This is the second story originating in Pondicherry, the first one being the Gritty Lady. The hero of this story is Elangovan. Neither Elangovan nor Tanya are aware of each others existence and you will soon see why.
Elango was also a classmate of mine who was in the school hostel as his father, a farmer/merchant of Pondicherry had sent him to Chennai to study. Elangovan soon started to be known as langot but was able to carry that off with panache. He was an excited student and full of cheer and was always playing practical jokes on his classmates.
I lost touch with Elango after school till I went back to Chennai to work. On one of my weekend visits to Pondicherry, I succeeded in locating his father’s shop and then traced him to the local Medical College, where he was in his final year. After that, we were in regular touch by letters, yes those wonderful things that people used before the advent of emails. He graduated and joined up for postgraduate qualification in orthopedics.
Till now, his story is no different from thousands of other stories that we all know. But from here, it starts being bizarre. Six months into his postgraduate programme, his father died and the joint family business and agricultural operations were taken over by his uncle. Something went wrong between Elango and his uncle and our hero dropped out of college and started a poultry farm on the plot of agricultural land that he got partitioned as his share from the ancestral property.
Going back to the late sixties of the last century, poultry farming was not what it is today. Elango was more or less a pioneer of sorts and had his share of grief and joy in seeing that the operations became profitable. I know that he had to struggle a great deal and in the process, alienated his family who refused permission for him to marry his cousin to who he was betrothed from childhood. Our hero fought on and made his enterprise a grand success in about three years time.

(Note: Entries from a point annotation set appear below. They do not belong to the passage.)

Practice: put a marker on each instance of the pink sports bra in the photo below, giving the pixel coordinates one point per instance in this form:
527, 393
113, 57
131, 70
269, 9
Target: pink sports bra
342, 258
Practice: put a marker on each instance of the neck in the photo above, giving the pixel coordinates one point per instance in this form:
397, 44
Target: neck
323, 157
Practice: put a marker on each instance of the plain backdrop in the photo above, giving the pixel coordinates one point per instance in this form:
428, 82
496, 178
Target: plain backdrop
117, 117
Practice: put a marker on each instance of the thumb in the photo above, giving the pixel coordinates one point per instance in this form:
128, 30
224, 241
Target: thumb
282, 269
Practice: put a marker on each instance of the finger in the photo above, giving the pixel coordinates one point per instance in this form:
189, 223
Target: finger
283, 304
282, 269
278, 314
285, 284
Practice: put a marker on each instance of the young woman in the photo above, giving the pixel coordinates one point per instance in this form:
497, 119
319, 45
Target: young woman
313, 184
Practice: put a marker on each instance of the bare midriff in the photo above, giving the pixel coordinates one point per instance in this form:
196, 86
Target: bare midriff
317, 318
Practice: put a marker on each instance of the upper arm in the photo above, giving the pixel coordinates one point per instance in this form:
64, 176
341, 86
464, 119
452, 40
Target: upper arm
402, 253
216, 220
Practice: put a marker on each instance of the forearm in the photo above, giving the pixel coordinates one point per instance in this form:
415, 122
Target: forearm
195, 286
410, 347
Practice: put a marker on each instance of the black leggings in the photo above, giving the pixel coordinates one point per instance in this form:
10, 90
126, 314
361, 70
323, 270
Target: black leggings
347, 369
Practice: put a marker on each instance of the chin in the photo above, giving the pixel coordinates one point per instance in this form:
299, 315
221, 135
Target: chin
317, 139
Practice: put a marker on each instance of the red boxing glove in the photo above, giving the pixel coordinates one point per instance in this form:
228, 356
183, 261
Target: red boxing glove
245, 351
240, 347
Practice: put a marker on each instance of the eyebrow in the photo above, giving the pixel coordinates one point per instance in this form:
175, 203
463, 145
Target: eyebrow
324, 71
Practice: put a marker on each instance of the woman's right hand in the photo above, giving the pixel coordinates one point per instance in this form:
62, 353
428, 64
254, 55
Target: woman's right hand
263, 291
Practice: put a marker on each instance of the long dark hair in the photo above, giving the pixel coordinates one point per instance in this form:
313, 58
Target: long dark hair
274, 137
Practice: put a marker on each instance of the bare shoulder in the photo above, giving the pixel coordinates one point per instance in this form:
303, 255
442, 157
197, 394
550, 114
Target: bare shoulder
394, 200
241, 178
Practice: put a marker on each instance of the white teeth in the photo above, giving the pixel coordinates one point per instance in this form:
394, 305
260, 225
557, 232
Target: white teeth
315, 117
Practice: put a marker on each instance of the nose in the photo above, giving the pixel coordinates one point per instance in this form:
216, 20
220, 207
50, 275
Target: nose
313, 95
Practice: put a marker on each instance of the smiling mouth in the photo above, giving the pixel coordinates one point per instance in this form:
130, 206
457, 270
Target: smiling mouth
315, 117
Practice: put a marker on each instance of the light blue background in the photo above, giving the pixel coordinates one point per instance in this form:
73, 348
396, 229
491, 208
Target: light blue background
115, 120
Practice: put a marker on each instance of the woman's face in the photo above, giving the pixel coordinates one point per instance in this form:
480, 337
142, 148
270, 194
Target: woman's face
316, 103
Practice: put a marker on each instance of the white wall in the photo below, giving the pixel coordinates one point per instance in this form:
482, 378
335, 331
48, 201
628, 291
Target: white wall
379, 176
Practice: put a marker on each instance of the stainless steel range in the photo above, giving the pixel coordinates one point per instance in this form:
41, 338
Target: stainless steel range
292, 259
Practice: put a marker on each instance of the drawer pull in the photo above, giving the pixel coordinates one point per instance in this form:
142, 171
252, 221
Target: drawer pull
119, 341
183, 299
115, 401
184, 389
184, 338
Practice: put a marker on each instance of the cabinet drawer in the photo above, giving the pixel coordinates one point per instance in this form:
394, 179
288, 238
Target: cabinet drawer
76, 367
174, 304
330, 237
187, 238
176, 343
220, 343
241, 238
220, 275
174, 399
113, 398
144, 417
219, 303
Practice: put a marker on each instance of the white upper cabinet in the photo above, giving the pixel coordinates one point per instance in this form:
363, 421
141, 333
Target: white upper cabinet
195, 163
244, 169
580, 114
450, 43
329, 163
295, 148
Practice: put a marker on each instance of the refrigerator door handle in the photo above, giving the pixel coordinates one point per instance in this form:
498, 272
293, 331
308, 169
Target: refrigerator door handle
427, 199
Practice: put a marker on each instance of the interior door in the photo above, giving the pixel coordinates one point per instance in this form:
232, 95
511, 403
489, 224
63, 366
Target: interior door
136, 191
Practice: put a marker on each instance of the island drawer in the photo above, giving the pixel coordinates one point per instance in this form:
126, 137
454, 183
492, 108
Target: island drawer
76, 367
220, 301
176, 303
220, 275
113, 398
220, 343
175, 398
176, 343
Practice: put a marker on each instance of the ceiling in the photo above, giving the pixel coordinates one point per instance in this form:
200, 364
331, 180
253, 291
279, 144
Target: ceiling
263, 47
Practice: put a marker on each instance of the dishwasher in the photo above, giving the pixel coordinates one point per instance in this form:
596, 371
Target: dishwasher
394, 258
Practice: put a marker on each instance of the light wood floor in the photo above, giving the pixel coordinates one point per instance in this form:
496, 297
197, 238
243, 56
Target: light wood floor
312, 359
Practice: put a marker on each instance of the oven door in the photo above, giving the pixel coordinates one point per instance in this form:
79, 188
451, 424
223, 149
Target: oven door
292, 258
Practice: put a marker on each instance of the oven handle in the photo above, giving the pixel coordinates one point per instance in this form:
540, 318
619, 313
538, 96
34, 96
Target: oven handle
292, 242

He then decided to sell the business and move on with his life outside Pondicherry and using his French entitlement which his father had not fortunately surrendered, emigrated to France. His understanding was that he would resume his medical education there and make a life for himself as a doctor.
Reality was somewhat different and he ended up qualifying to be a pathology laboratory technician and started to work in earnest. By this time he was nearing the age of 30 and among the few contacts that he had in India was yours truly. By the late seventies, our writing to each other tapered off and I did not know what had happened to him till fate again intervened in the form of a visitor from France who traced me to Mumbai where I was then stationed to seek some help. He had been told to contact me at need by Elango and having contacted my Chennai office which was the last address that Elango had of me, he traced me to Mumbai. It was lucky that I had not changed jobs and through this little development, I reestablished contact with Elango. He had by then married a French girl and was residing in Marseilles and continuing to be a Laboratory Technician in a hospital there.
We would exchange new year greetings every year and that was about all the contact that I had with him till fate again intervened.
I had to stop over in Paris in 1988 for a few days visiting friends there when with their help I was able to speak to Elango on the phone. He insisted that I go over to Marseilles at least for a day which I did and had the most enjoyable reunion with him and met his somewhat shy wife. She could not speak English and it was a trying time for her to be anything other than an onlooker while the two of us chatted away and caught up with a lot of history. He had by then bought a nice little row house in a terrace and well settled in his career though he thought that he had made a mistake in not pursuing a career in medicine in India. He had burnt all his bridges with India and had little to do with other Indians in France content in his small world.
We parted company once again and I went my way onward to the UK and again lost touch with him till 1997 when I had to go to Paris again, this time on business and I was able to combine a weekend there. I got in touch with Elango who readily agreed to come over to Paris for a day and that was when I got the shock of my life.
Our hero had again changed his career and was now a transcontinental truck driver. He simply said that he found the new career paying much more than his Lab Technician job did and he was building a nest egg for his retirement.
That was the last time I met him and my attempts to locate him via the internet have failed and he did not respond to mails sent to him to his Marseilles address. I speculate that by now, in his seventieth year, he must have retired and be pottering around in his small garden. I dare not speculate anything else.